H1N1 Vaccination Programs Is Effective
As the availability of H1N1 vaccine draws closer, the Springfield-Greene County Health Department seeks to provide accurate information about the benefits and risks of vaccination so that individuals can make the best possible decision about protecting their own health and the health of their family members.
"Anytime there is a new public health issue, people are understandably concerned," says director of health Kevin Gipson. "Our goal is to provide them with accurate, timely, credible information about the new H1N1 vaccine – its production, testing and licensing processes, as well as its safety and effectiveness – so that people can decide for themselves if they want to be vaccinated against H1N1. This is a voluntary program."
The health department will be actively monitoring the vaccination process and reviewing any adverse reactions that may occur, in partnership with the Centers for Disease Control and Prevention, the Food and Drug Administration, the US Department of Health and Human Services and the Missouri Department of Health and Senior Services. Vaccine safety monitoring uses both active and passive surveillance in an effort to quickly identify any clinically significant adverse events following immunization and to provide timely information to vaccine providers, health care providers and the public.
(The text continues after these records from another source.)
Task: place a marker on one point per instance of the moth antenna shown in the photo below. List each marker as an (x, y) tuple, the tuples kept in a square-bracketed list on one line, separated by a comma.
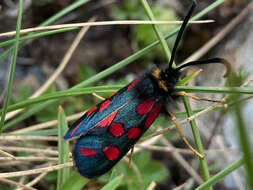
[(208, 61), (180, 33)]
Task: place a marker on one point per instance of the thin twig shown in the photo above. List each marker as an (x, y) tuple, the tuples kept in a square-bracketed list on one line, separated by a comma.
[(36, 171), (180, 123), (98, 23), (218, 37), (151, 186), (180, 187), (31, 159), (16, 183), (35, 180), (58, 71), (28, 137), (182, 150), (7, 154), (47, 124), (31, 150)]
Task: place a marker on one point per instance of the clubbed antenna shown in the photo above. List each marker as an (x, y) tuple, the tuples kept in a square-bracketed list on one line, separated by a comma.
[(208, 61), (180, 33)]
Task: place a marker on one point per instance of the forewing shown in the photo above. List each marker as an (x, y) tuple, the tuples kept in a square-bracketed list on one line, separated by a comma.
[(103, 113), (95, 154)]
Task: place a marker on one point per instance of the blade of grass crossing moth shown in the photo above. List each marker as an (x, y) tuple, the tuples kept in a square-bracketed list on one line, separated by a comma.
[(113, 184), (74, 182), (219, 176), (244, 140), (138, 54), (197, 139), (64, 93), (187, 78), (45, 132), (63, 148), (13, 65)]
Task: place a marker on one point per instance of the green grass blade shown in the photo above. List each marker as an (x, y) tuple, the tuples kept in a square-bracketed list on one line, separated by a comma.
[(29, 112), (157, 32), (13, 65), (143, 51), (244, 140), (74, 182), (138, 54), (63, 12), (63, 148), (219, 176), (197, 139), (113, 184), (212, 89)]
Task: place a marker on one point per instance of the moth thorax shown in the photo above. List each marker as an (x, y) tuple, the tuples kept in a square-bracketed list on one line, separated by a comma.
[(161, 83)]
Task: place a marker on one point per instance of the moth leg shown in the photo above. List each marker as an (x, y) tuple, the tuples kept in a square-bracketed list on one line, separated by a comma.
[(183, 93), (130, 157), (173, 118), (97, 96)]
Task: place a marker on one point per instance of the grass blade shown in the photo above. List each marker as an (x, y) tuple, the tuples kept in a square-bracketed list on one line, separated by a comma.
[(63, 148), (197, 139), (13, 65), (113, 184), (74, 182), (219, 176)]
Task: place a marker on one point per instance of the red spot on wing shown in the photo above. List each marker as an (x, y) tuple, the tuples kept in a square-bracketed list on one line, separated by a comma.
[(108, 120), (104, 105), (74, 130), (133, 84), (111, 152), (88, 152), (112, 94), (116, 129), (91, 110), (145, 107), (133, 133), (152, 115)]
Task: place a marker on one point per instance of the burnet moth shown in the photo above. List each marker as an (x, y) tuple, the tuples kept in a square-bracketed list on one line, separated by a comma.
[(110, 129)]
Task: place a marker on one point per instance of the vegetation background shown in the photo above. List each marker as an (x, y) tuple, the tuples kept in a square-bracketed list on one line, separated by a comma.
[(61, 80)]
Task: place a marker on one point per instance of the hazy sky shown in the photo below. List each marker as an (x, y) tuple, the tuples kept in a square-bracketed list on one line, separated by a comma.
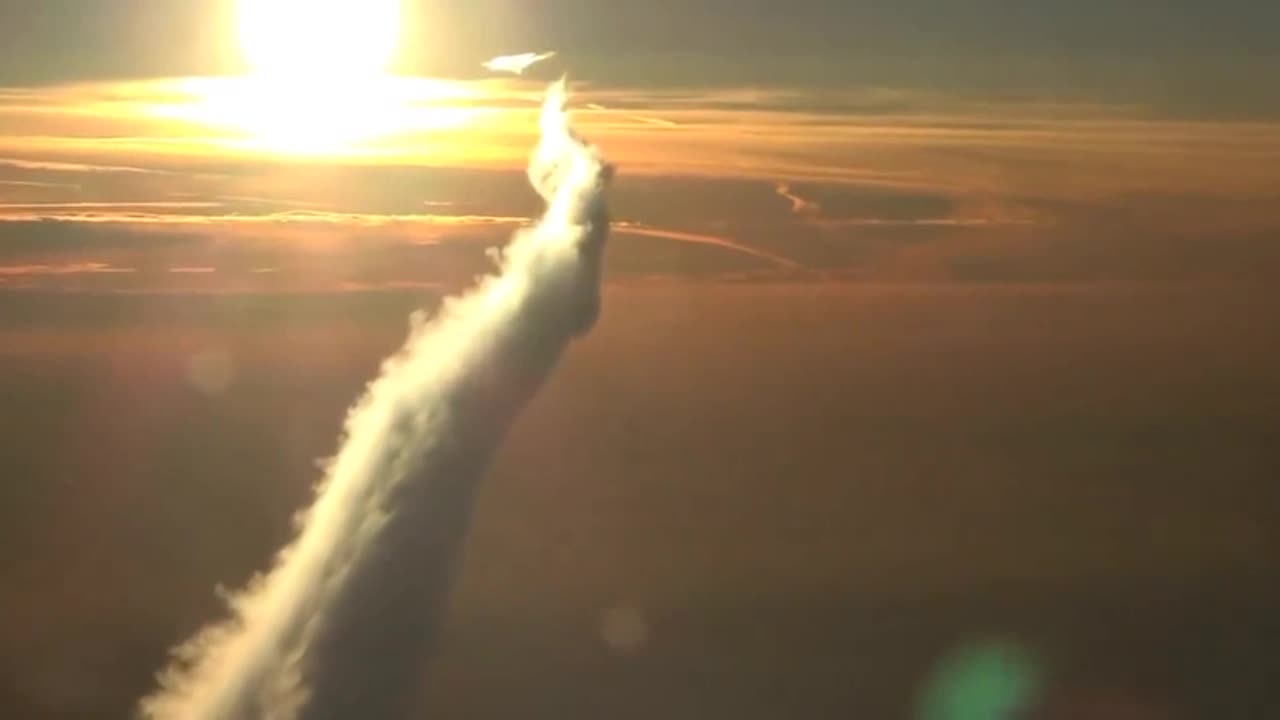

"Vaccination is the gold standard of protection against influenza," adds Gipson. "We know vaccination programs work. We no longer routinely see cases of polio, measles, mumps, rubella and other vaccine preventable diseases, thanks to successful vaccination programs. As the H1N1 vaccine completes its clinical trials we will know more about its safety and effectiveness. So far early reports of H1N1 vaccinations trials in healthy adults say the vaccine was well tolerated and established immunity to H1N1 within 14 days."
Gipson says he also hears concerns from people about thimerosal and Guillain-Barre syndrome. Thimerosal is a mercury-based preservative that is used in some influenza vaccines to keep them free from contamination of microorganisms. H1N1 vaccine is being manufactured in several formulations, including single dose units that will not contain thimerosal and a live-attenuated version (mist) that will not contain thimerosal.
"Although some people suggest a link between thimerosal and autism, science does not show a connection," says Gipson. "There has also been concern about Guillain-Barre syndrome being linked to influenza vaccination. Numerous studies have been done on this topic. Two studies suggested that approximately 1 additional person out of 1 million vaccinated people may be at risk for Guillain-Barre syndrome associated with the seasonal flu vaccine. In most of the studies, no association was found."
As more information becomes available on when H1N1 vaccine will be available in Greene County, the health department will notify the public. In the meantime, residents are encouraged to get vaccinated for seasonal influenza. This shot will not protect them against H1N1 influenza, but it will offer protection against three strains of seasonal flu likely to circulate in the United States this fall and winter. Seasonal flu and its complications kill approximately 36,000 people in the United States each year, and vaccination is the best method of protection against it.